今、消費税の増税問題が議論されている。日本の財政は火の車で増税しなければ、国家が破綻してしまう。テレビやメディアを通すとステレオタイプ的にこの議論が見える。著者はそれを真っ向から否定する。本書は正しい税金のカラクリを論じるものです。素人はテレビやコメンテーターの意見を聞いて、「そうだ!増税が必要なんだ!」と思うでしょうが、実は日本には橋本龍太郎時代に消費税を3%から5%に上げている。端的に言えば、この結果が今日におけるデフレ経済やGDPの横ばいに繋がっているらしい。

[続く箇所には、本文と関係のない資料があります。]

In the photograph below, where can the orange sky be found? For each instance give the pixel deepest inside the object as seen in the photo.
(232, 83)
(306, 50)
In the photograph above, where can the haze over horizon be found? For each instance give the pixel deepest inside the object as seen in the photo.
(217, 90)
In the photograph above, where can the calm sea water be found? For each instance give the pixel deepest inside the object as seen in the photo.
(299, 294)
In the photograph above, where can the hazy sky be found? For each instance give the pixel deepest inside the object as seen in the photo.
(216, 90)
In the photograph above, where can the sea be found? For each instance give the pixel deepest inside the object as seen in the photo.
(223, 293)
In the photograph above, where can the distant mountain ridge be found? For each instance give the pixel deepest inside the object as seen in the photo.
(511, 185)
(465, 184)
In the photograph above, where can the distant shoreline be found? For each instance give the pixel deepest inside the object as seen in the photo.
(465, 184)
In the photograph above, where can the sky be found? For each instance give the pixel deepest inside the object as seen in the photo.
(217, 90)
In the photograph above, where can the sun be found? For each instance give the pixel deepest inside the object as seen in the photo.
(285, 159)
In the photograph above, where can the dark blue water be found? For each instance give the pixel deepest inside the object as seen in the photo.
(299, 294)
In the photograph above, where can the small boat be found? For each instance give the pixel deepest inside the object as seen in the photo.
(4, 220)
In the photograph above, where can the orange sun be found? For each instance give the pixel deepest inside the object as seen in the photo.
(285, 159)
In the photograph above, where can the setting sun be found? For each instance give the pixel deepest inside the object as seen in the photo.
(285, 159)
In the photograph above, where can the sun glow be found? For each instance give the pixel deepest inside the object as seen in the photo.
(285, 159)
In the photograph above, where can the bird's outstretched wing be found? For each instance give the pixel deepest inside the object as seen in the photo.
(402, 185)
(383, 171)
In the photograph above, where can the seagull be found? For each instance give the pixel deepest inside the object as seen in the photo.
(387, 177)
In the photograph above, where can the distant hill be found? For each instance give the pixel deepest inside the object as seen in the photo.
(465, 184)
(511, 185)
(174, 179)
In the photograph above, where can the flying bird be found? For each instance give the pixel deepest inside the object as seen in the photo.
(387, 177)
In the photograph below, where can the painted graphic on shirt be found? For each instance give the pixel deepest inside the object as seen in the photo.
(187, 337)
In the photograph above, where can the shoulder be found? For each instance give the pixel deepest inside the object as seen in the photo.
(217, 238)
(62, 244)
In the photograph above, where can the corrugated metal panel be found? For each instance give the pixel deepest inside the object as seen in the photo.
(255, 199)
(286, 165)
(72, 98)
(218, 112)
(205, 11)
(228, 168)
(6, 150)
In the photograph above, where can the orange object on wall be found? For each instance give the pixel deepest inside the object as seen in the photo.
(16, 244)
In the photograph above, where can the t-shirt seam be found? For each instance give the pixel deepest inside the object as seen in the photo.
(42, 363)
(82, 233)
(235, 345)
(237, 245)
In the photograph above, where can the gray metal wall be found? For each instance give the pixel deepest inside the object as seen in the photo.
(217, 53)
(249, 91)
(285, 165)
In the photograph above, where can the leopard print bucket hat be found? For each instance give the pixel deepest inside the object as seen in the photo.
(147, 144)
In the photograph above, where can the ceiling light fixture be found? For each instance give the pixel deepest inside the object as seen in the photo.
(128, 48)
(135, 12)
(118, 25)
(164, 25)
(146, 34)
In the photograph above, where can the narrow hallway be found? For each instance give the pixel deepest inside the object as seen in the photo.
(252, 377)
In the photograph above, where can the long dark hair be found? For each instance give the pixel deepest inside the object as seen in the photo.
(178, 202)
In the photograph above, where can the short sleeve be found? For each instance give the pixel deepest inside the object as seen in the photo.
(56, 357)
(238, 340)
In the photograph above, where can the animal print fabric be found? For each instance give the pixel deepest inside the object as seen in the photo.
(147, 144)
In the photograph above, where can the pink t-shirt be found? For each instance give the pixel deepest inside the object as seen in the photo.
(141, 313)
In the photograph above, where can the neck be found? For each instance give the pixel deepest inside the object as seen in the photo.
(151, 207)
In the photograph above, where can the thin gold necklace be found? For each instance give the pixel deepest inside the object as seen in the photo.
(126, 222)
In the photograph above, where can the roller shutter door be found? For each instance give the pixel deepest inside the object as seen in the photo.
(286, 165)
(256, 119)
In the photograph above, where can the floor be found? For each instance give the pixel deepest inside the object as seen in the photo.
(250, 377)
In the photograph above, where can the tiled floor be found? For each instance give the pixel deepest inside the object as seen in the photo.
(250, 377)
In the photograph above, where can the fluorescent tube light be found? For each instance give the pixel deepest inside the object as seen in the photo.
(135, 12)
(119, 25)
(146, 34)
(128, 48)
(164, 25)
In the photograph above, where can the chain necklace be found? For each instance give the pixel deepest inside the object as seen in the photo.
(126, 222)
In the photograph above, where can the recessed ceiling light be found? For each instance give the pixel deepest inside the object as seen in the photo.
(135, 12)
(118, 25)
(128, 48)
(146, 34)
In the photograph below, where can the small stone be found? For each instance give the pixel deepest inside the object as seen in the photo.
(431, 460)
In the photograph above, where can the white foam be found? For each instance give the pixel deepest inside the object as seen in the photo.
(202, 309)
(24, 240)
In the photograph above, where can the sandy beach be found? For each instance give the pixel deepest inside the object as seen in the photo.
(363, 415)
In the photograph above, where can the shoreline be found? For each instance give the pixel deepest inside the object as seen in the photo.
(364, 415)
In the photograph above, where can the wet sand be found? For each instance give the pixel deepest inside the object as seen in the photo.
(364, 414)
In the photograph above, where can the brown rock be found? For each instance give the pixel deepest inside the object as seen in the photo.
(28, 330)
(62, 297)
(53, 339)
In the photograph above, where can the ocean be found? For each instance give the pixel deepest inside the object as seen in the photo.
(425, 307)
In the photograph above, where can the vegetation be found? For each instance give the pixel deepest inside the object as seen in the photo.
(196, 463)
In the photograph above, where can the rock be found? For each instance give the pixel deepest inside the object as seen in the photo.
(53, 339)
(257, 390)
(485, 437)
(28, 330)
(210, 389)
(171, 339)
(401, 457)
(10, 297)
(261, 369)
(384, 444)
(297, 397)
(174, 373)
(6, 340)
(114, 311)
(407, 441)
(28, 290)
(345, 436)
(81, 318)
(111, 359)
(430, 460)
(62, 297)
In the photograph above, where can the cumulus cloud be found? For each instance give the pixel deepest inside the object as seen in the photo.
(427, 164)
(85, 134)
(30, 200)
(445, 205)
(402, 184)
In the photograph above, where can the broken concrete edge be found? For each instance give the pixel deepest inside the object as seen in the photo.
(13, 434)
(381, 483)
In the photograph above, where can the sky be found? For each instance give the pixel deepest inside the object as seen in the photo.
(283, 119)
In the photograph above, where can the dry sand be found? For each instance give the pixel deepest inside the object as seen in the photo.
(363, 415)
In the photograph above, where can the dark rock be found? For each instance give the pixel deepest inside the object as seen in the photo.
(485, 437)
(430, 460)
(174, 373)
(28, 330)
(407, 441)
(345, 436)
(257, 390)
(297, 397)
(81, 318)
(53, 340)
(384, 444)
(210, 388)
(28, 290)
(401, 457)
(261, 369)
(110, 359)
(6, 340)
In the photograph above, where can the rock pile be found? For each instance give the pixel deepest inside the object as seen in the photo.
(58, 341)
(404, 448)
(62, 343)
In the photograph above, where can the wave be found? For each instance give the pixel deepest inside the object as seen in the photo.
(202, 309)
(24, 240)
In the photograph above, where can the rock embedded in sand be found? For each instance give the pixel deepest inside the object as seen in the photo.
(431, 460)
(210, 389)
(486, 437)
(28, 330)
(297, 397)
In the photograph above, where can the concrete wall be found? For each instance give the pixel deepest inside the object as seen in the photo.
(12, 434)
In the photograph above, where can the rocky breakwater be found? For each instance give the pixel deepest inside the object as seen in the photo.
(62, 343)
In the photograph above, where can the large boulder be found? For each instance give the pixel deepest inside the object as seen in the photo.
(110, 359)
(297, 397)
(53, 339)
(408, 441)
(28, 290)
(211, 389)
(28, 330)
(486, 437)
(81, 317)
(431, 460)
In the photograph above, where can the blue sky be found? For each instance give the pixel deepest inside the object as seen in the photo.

デフレ下における増税は財政を圧迫させる。確かに、見かけの税収は増えるのかもしれない。しかし、橋本政権での消費税増税後は確かに緊縮税制の効果もあって9兆円の財政を緊縮する事ができた。しかしこれによって、肝心の税収が減ってしまい、差し引きで6兆円の減収になってしまった。著者は、つまり税収とはこういう事だという事を本書で綴っている。
政府の税収とは、
「名目GDPから政府に分配された所得」
名目GDPは所得の合計であると同時に、付加価値の合計、そして需要の合計でもあると。所得が増えれば名目GDPが増え、結果的に税収が増加するという、至極全うな事を言っている。確かに、民主党政権時代は「コンクリートから人へ」というスローガンや事業仕分けといった事を行ったが、肝心の税収が増えたか?というと、そうでもない。

増税する事が善だ、という意見はよく聞きますが、実際に増税をする事でのメリットは思ったよりも少ない。結局、国というのは人がいて、その人たちがいかに多くの収入を得るかにかかっている。国民の生活が豊かになれば、消費だってするし、企業は投資だってする。それが健全な成長という事なのかもしれない。本書を読んで強く思った事です。